A resposta teria a ver com a pergunta, como é que o lucro surge, ao micro-nível do crescimento. Partindo do princípio que a Tesla produz 1.000 carros eléctricos por mês com 1.000 trabalhadores. Qualquer dia esta empresa compra robots, que conseguem montar os seus carros automaticamente; que conseguem fazer até mesmo o trabalho electrónico minucioso de forma precisa e sem erros. (https://youtu.be/8_lfxPI5ObM,) A empresa vai certamente despedir 80% dos seus trabalhadores que já não precisa para a produção dos seus carros. Os salários não são pagos através da filantropia. Está em competição com fornecedores japoneses e alemães (veja também a nossa estória em destaque sobre a empresa portuguesa de carros eléctricos VEECO na página xy). A Tesla tem de poupar nos gastos. Age estritamente segundo princípios económicos. O que acontece, no entanto, quando os trabalhadores despedidos já não conseguem comprar um carro, porque só recebem dinheiro do fundo de desemprego? São descartados como clientes e consumidores. Uma empresa tem de perguntar-se: Quem compra carros eléctricos se, no final, só precisamos de 15 pessoas que desenvolvem o produto, cinco designers e 180 trabalhadores para produzir 1.000 carros por dia?
O que acontece quando falta o poder de compra ou quando um mercado fica saturado? Se faltam consumidores, faltam contribuintes que pagam impostos e, em simultâneo, sobem os custos sociais para o estado. Se o trabalho humano é substituível por máquinas e computadores, os trabalhadores desnecessários são despedidos – todas as empresas funcionam segundo este princípio. Ou produzem em países nos quais os salários são mais baixos. Este é o procedimento da economia industrial, da indústria têxtil em Portugal, na Grã-Bretanha e na Alemanha. Agora mesmo passa-se isto na indústria de produção com a nova fábrica de baterias da Tesla no México. Também o sector de serviços está a ter o mesmo desenvolvimento: call centers indianos trabalham para a operadoras como a Vodafone (entre outras) e uma grande parte do sector bancário europeu.
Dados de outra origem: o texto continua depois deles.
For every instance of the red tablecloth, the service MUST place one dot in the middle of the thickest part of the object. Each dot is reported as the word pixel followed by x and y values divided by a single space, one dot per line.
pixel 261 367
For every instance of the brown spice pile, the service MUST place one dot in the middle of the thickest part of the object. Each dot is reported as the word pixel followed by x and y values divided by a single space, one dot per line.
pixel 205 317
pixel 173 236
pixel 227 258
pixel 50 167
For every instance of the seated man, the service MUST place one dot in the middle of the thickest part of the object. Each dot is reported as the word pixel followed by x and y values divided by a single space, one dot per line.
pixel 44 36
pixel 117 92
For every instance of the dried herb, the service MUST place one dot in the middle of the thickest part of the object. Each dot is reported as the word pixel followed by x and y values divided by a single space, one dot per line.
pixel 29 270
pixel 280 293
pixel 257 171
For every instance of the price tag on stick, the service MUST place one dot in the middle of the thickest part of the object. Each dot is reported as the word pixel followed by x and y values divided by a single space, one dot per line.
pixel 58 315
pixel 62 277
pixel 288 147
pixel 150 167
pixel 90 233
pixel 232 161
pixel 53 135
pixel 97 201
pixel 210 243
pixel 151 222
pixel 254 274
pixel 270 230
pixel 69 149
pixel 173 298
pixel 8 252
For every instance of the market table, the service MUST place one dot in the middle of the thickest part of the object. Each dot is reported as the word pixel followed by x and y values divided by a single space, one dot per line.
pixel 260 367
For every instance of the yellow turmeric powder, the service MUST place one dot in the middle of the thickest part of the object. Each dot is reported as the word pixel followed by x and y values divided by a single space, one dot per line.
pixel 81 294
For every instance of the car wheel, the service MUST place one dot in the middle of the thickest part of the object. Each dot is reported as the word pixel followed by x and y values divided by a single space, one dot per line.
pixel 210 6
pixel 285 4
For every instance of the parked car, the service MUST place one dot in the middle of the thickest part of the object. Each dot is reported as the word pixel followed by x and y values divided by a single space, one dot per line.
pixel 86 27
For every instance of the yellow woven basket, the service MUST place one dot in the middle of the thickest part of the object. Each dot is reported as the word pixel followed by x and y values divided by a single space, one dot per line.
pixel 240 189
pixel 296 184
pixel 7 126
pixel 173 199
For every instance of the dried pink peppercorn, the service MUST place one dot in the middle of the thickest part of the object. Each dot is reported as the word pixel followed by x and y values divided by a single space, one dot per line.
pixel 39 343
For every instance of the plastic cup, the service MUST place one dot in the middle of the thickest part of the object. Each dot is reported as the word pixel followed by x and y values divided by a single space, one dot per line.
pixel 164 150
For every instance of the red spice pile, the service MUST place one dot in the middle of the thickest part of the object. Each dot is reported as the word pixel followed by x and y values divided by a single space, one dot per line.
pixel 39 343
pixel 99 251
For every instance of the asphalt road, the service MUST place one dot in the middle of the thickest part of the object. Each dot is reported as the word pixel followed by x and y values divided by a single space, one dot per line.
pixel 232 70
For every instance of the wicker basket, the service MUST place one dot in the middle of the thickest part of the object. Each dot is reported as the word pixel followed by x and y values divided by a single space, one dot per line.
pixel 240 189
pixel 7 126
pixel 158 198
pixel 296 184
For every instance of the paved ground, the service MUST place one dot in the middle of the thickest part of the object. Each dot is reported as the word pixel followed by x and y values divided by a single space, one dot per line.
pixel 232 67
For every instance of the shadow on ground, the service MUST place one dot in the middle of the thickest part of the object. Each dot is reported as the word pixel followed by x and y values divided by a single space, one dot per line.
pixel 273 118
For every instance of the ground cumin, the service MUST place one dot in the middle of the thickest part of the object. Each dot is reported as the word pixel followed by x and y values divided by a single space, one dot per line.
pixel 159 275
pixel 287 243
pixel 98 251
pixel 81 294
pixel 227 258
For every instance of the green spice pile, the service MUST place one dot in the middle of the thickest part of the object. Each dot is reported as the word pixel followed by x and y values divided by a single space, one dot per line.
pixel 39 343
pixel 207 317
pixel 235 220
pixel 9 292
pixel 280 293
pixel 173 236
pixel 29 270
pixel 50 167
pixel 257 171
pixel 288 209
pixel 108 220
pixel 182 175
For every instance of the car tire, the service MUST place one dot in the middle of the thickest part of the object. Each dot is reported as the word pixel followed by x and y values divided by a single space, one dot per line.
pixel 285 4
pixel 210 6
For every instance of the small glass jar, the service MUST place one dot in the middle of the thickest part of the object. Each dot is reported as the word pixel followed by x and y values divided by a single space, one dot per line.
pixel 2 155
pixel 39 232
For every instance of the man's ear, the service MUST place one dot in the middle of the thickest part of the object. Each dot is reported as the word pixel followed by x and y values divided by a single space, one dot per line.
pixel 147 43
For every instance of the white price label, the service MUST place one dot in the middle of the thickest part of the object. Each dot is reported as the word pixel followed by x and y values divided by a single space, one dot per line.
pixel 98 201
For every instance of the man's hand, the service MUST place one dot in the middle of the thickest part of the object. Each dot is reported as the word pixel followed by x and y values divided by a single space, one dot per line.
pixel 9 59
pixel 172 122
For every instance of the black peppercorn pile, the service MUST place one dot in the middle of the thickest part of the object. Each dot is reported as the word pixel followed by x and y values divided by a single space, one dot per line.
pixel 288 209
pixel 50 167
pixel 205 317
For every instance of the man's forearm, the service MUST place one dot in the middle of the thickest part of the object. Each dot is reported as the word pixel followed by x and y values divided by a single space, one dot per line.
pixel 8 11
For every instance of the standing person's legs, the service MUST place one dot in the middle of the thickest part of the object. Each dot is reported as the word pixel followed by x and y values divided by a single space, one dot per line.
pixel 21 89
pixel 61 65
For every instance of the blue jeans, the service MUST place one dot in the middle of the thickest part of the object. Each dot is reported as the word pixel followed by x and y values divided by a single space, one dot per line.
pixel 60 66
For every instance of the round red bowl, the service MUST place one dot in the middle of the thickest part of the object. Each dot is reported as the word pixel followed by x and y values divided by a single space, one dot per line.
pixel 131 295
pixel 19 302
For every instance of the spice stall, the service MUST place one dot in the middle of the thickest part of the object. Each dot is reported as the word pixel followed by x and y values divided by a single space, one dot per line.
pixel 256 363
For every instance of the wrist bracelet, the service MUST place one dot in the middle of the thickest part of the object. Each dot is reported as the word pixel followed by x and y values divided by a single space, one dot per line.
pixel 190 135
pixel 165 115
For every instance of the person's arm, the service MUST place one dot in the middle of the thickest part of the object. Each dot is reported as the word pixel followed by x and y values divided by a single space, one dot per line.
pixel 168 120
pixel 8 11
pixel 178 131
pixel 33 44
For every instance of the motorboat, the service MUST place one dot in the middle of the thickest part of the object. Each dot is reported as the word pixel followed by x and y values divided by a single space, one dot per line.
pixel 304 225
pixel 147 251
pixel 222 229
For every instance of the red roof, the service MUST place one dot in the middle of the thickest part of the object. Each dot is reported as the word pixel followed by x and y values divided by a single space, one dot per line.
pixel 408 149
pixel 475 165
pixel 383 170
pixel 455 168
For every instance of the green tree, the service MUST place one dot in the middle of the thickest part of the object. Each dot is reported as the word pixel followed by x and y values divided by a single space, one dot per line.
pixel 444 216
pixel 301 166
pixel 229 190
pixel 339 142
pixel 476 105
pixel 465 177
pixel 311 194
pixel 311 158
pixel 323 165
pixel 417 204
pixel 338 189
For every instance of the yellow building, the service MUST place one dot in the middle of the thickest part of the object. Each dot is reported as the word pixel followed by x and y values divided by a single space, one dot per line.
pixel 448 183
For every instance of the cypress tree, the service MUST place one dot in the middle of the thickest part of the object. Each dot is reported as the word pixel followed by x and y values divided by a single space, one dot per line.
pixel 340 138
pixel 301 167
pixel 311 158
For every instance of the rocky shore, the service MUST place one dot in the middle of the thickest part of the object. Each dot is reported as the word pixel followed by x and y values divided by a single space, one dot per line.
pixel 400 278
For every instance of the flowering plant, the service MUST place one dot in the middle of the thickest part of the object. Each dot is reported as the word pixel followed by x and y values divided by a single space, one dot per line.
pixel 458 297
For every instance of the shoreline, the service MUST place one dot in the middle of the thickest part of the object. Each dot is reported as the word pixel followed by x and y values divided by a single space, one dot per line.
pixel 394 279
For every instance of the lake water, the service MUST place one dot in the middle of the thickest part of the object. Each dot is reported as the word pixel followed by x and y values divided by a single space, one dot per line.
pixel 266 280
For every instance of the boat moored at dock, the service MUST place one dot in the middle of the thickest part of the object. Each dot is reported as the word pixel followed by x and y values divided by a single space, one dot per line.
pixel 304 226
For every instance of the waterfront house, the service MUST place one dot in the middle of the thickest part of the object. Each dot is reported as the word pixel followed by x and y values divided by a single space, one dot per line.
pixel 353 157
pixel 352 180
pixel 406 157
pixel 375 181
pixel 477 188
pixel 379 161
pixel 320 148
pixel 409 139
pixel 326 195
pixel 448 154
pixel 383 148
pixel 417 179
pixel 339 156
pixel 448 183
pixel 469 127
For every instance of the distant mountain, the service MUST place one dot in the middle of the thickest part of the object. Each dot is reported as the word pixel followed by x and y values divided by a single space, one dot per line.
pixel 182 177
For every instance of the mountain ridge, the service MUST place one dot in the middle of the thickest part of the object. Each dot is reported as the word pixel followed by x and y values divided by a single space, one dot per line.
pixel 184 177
A revolução industrial para os tecelões no século XIX ou da agricultura no século XX e o computador e os robots no século XXI destroem mais trabalho do que criam. Para isso o nosso sistema económico não encontra resposta. Aqui começa a contradição. Rouba-se cada vez mais trabalho aos humanos: com as máquinas, os computadores e os robots. Postos de trabalho são sacrificados em todas as profissões chamadas de avanço tecnológico. Ao mesmo tempo, a humanidade aumenta vertiginosamente: cada vez mais pessoas têm menos trabalho. A questão da distribuição torna-se mais urgente que nunca. As mudanças climáticas e a sobrepopulação fazem o resto. Estamos no início de uma mudança, que vai alterar a nossa vida completamente. Por isso, a crise também não acabará.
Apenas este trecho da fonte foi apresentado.